When I was growing up, I loved the Tower of Hanoi. At age seven, I solved it. Turns out, neither GPT, Claude, Gemini, nor the likes can. So, I had to laugh when Sam Altman said last year, “GPT-5 is a legitimate PhD-level model.” This claim is not just marketing puffery. It is blatantly false.
You see this on LinkedIn. Everyone is trying to figure out how to win on LinkedIn right now. And the common advice I see every single day is to post more. Use AI to scale. 10x your content. Don't write one post, write 10. Which is the worst advice you could possibly follow right now? That is the average consultant strategy. You are flooding the market with average correlations. You show your potential clients that you can achieve mediocrity on a big scale. You are proving that you don't have original thoughts.
The puzzle is probably sitting in a dusty box in a kindergarten classroom somewhere. Three pegs. Eight to twelve disks. The rules are deceptively simple. You have a stack of disks, largest on the bottom, smallest on top. You have to move that entire stack from the left peg to the right peg. But there are two constraints, the fun part. You can only move one disk at a time. And you can never, ever place a larger disk on top of a smaller one.
It is a logic puzzle that a seven-year-old with a bit of patience can solve. And yet it is the rock upon which the current wave of LLM intelligence is crashing.
The Towers of Hanoi seems like a big problem at first. To solve it, you first have to move seven disks and learn how to move six. It takes planning and keeping a mental map of the world. You must know where each disk is at all times. If you lose track of the little yellow disk, the entire solution falls apart.
Turns out the LLMs do fine with three or four discs. That’s because they've seen enough examples in their training data to just mimic the solution. It’s not intelligence. It's pattern matching. When you go from seven disks to eight, performance drops sharply.
Claude, for instance, drops to below 80% accuracy on seven disks. When they push it to eight disks or slightly tweak the puzzle's parameters, the accuracy basically drops to zero. My youngest son solved the puzzle with twelve discs in first grade. Let that sink in. Artificial Intelligence, my arse.

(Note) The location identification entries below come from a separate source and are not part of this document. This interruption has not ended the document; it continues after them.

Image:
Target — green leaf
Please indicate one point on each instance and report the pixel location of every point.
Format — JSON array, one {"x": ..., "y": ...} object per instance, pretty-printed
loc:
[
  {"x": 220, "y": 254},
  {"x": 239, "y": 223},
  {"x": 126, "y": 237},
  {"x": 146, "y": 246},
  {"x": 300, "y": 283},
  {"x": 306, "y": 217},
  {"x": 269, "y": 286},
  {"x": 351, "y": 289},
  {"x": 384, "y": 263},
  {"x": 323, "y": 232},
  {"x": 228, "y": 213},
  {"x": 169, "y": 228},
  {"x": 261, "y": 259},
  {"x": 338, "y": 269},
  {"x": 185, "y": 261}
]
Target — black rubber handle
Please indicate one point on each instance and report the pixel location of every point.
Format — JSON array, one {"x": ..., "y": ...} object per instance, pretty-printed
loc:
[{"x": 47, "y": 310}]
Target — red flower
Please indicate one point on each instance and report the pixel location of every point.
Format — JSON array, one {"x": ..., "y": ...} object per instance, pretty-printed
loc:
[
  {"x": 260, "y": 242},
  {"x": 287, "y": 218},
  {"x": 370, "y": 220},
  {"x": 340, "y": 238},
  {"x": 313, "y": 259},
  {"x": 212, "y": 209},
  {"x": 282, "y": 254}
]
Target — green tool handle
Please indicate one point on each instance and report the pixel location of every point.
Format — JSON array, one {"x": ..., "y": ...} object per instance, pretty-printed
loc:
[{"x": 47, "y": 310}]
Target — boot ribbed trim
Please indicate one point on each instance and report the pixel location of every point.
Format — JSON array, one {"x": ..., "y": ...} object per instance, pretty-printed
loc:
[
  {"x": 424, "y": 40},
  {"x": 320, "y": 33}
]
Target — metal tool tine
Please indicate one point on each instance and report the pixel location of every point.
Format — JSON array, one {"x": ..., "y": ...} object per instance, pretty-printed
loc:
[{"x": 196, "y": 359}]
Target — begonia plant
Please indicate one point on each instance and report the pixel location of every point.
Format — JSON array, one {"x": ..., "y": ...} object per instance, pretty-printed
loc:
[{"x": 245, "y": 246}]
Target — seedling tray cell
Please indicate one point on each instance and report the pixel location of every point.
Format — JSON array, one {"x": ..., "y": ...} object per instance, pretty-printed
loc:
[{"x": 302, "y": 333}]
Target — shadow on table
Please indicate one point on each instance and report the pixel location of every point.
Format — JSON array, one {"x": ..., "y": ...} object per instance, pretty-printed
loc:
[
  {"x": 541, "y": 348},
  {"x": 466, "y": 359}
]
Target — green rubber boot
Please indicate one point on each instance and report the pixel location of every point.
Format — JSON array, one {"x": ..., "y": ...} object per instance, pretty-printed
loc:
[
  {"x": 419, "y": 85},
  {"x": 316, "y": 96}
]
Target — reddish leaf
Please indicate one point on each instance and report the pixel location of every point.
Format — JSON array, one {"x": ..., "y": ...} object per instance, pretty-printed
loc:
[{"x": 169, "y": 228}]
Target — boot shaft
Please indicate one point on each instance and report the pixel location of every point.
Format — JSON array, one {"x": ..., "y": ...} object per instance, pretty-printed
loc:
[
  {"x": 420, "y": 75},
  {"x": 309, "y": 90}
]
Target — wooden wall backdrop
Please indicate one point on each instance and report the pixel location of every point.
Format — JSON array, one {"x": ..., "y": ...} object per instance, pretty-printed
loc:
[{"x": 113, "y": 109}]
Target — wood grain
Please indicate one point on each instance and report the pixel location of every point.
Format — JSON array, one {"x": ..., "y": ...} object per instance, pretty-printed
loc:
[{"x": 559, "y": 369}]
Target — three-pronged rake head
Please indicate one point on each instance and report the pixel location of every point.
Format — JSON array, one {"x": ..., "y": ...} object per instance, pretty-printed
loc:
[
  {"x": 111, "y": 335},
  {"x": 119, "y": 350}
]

Here's the real scoop: researchers gave the LLM the solution algorithm. They gave the answer and the instructions. They wrote out the steps to solve this puzzle. The performance did not improve. In some cases, it actually got worse.
It may feel that way when you ask them to write an email or summarize a document. We use words like reasoning, logic, and understanding to describe these machines. But that’s anthropomorphism, much like calling the wind "angry."” LLMs are not performing logic. They are performing pattern matching.
Think about it like this. LLMs are next-token predictors. That's their only job. They predict the next word. They see the phrase "move disk 1" and then calculate that the word "2" probably comes next. Then they determine that "peg C" is a likely completion based on patterns they observed online. They’re guessing the next move based on billions of past moves in their training data.
They don’t understand the big constraint that no big disk is allowed on a small one. They don’t have a mental model or any concept of it. They see in the text that move A comes before move B. But with something as complex as the eighth disk, the chance of success drops too low. The guess becomes less and less certain. Eventually, LLMs hallucinate a move that looks plausible. Such as “move disk 4 to peg A. But it breaks the laws of physics in the game.”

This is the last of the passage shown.